A function $f : I \to \mathbb{R}$ is convex if for all $x_1, x_2 \in I$ and all $t \in [0,1]$ one has $f(tx_1 + (1-t)x_2) \le tf(x_1) + (1-t)f(x_2)$. Here is an alternative characterization of convex functions:

Lemma.
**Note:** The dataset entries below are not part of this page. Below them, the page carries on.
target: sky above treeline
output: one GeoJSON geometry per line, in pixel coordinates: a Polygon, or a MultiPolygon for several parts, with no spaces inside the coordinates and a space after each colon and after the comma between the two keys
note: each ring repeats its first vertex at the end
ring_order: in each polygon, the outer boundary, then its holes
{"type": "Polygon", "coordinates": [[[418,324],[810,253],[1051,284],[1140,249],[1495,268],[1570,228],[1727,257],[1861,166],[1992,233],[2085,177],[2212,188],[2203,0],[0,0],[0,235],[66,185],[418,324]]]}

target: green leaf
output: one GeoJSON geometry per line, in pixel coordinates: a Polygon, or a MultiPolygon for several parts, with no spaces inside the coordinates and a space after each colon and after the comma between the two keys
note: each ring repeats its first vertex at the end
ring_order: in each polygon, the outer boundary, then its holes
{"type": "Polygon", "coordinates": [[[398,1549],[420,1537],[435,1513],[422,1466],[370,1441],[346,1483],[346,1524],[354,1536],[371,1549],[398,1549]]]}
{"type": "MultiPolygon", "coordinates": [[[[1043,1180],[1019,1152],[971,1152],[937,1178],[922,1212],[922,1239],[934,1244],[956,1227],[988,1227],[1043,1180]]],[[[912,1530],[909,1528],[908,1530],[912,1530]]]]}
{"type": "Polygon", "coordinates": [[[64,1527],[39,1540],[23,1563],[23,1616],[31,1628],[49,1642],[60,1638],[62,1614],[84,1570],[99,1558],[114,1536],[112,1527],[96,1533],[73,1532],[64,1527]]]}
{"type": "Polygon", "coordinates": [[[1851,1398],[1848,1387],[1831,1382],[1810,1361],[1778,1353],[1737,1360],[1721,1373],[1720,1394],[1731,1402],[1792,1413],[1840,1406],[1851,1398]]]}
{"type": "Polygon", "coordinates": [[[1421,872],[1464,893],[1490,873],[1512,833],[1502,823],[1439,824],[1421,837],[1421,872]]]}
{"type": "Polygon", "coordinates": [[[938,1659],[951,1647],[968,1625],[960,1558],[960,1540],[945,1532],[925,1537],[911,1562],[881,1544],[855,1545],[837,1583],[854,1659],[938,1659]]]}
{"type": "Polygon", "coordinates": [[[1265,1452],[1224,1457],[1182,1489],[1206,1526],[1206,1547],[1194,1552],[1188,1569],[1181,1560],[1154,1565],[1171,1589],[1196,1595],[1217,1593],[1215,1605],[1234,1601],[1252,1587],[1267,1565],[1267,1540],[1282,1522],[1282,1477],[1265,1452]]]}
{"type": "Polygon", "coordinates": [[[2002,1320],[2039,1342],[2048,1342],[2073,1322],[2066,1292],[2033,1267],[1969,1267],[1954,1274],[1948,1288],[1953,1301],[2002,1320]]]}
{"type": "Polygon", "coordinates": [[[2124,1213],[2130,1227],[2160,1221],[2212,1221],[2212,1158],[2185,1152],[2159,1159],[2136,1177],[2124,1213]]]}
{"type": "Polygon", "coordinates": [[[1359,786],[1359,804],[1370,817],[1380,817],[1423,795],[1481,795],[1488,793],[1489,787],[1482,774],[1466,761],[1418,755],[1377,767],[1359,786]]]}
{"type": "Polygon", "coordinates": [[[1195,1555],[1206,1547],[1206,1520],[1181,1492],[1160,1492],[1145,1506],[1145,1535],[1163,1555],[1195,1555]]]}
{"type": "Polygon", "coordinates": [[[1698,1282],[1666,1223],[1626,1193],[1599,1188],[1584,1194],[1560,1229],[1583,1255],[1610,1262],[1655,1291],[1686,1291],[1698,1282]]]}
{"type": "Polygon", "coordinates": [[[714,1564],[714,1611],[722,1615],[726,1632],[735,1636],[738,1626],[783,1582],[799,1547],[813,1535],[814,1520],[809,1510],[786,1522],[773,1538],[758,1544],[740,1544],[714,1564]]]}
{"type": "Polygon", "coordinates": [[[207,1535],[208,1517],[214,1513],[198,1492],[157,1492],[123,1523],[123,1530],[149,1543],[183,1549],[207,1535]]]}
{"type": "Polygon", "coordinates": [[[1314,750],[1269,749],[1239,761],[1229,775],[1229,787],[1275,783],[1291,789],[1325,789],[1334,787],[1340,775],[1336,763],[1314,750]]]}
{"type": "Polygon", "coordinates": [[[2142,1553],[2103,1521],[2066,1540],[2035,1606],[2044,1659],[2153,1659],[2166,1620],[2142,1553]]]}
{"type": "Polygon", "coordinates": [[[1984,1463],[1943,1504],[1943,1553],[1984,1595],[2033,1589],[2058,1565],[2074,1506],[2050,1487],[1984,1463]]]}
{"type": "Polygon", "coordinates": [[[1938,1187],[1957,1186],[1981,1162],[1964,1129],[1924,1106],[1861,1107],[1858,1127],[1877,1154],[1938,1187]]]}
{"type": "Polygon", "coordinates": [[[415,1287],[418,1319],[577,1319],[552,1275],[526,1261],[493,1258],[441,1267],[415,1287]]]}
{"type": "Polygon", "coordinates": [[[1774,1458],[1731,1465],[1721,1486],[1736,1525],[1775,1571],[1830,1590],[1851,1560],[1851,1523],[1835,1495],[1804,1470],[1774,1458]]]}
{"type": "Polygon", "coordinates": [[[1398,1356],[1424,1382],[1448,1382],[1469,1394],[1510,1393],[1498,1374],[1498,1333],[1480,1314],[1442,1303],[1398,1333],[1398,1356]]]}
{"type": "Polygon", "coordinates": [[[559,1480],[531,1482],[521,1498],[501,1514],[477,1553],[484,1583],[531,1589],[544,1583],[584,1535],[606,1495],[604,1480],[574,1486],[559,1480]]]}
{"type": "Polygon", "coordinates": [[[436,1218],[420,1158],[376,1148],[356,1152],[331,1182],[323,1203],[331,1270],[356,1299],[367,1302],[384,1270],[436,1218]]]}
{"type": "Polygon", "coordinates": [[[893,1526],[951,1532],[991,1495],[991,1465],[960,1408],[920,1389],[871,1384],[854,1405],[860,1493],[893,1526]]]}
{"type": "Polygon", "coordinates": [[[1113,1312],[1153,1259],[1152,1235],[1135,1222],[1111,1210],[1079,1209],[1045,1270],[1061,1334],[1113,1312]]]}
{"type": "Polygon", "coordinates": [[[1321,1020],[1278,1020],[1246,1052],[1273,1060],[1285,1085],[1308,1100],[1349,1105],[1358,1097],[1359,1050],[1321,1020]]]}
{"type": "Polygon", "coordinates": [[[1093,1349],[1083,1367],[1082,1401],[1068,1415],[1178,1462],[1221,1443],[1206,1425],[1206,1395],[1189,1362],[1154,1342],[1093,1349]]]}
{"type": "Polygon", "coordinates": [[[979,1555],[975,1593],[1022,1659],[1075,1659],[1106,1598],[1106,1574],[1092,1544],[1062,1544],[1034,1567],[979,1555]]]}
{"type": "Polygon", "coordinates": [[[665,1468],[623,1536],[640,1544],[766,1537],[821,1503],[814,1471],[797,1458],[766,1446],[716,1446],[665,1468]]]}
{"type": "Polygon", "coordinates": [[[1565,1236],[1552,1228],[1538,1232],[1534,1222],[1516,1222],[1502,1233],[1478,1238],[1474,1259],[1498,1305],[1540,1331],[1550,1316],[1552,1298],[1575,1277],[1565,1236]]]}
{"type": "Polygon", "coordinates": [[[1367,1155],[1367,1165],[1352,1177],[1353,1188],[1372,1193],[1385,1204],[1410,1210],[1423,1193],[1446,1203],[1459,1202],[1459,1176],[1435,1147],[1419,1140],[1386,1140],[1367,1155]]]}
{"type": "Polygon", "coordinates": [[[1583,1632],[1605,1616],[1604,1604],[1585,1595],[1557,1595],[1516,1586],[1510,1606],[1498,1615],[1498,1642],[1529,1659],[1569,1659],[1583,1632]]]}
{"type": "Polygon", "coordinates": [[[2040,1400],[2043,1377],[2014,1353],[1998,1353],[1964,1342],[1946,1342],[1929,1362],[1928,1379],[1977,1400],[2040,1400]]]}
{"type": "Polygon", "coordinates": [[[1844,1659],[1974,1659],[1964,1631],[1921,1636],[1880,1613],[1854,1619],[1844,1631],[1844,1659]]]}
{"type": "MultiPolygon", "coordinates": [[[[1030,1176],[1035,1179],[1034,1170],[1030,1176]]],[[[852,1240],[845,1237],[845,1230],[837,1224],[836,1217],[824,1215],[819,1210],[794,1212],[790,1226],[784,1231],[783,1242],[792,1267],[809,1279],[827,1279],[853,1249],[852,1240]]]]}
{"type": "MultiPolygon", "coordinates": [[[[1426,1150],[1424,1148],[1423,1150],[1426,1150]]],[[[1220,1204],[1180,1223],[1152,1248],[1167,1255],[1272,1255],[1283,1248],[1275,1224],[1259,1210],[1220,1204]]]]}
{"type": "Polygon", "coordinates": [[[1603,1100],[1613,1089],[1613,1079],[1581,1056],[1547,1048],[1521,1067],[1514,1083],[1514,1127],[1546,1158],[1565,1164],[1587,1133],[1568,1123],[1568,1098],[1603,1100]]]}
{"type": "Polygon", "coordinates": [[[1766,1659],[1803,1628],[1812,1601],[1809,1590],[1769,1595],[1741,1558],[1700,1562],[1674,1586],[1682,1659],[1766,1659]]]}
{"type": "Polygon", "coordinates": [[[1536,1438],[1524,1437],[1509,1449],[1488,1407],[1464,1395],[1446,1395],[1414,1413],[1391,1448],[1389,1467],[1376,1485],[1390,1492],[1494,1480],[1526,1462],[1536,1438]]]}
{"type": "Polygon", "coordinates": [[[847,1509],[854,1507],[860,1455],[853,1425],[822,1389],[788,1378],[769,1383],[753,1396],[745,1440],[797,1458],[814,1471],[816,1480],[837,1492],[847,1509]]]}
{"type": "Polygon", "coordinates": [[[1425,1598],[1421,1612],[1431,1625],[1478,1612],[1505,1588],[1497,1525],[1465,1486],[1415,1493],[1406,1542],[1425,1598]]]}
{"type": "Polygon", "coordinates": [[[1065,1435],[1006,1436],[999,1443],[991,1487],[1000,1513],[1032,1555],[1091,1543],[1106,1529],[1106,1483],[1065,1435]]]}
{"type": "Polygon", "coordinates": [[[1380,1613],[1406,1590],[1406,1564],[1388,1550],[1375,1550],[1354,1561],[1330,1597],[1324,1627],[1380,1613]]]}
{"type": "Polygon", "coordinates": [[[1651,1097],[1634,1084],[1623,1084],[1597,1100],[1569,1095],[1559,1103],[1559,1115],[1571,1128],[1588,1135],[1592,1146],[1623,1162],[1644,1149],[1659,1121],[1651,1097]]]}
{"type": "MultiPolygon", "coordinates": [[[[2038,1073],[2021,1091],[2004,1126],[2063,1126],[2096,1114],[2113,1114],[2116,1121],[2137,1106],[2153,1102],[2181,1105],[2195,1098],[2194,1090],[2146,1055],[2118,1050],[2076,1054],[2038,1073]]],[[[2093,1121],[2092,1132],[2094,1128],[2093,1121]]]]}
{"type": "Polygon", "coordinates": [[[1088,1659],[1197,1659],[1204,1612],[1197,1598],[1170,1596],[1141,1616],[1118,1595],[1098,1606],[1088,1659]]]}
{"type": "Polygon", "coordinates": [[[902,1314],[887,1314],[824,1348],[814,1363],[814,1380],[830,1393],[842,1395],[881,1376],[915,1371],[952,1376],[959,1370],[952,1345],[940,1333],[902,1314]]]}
For a function $f : I \to \mathbb{R}$ the following are equivalent:

(1) $f$ is convex.

(2) For all $a,b,x \in I$ such that $a \le x \le b$, $f(x) \le f(a) + \frac{f(b) - f(a)}{b-a}(x - a)$.

(3) The function $\Delta_f : I \backslash \{ x_0 \} \to \mathbb{R}, \Delta_f(x) = \frac{f(x) - f(x_0)}{x - x_0}$ is monotonically increasing for all $x_0 \in I$.

Proof. (1) $\Rightarrow$ (2) : Define $t = \frac{b-x}{b-a} \in [0,1]$. Then $x = ta + (1-t)b$ and $1-t = \frac{x-a}{b-a}$ so that $f(x) \le tf(a) + (1-t)f(b) = f(a) + (1-t)(f(b) - f(a)) = f(a) + \frac{f(b) - f(a)}{b-a}(x - a)$.

(2) $\Rightarrow$ (1) : It suffices to consider the case $x_1 < x_2$. Apply (2) for $a = x_1, b = x_2, x = tx_1 + (1-t)x_2$ and use $x - x_1 = (1-t)(x_2-x_1)$.

(2) $\Rightarrow$ (3) : Let $x_1, x_2 \in I \backslash \{ x_0 \}$ such that $x_1 < x_2$. Case 1: $x_0 < x_1$. Let $a = x_0, b = x_2, x = x_1$. Then $f(x_1) \le f(x_0) + \frac{f(x_2) - f(x_0)}{x_2 - x_0}(x_1 -x_0)$, hence $\frac{f(x_1) - f(x_0)}{x_1 - x_0} \le \frac{f(x_2) - f(x_0)}{x_2 - x_0}$. Case 2: $x_2 < x_0$. $a = x_1, b = x_0, x = x_2$. Case 3: $x_1 < x_0 < x_2$. $a = x_1, b = x_2, x = x_0$.

(3) $\Rightarrow$ (2) : $x_1 = a,x_2 =b, x_0 = x$.

The lemma shows that $f'_-(x_0) = \lim_{x \to x_0^-}\Delta_f(x)$ exists because $\Delta_f(x)$ is bounded from above for $x < x_0$. Similarly $f'_+(x_0) = \lim_{x \to x_0^+}\Delta_f(x)$ exists because $\Delta_f(x)$ is bounded from below for $x > x_0$ (by $f'_-(x_0)$ which proves the second inequality).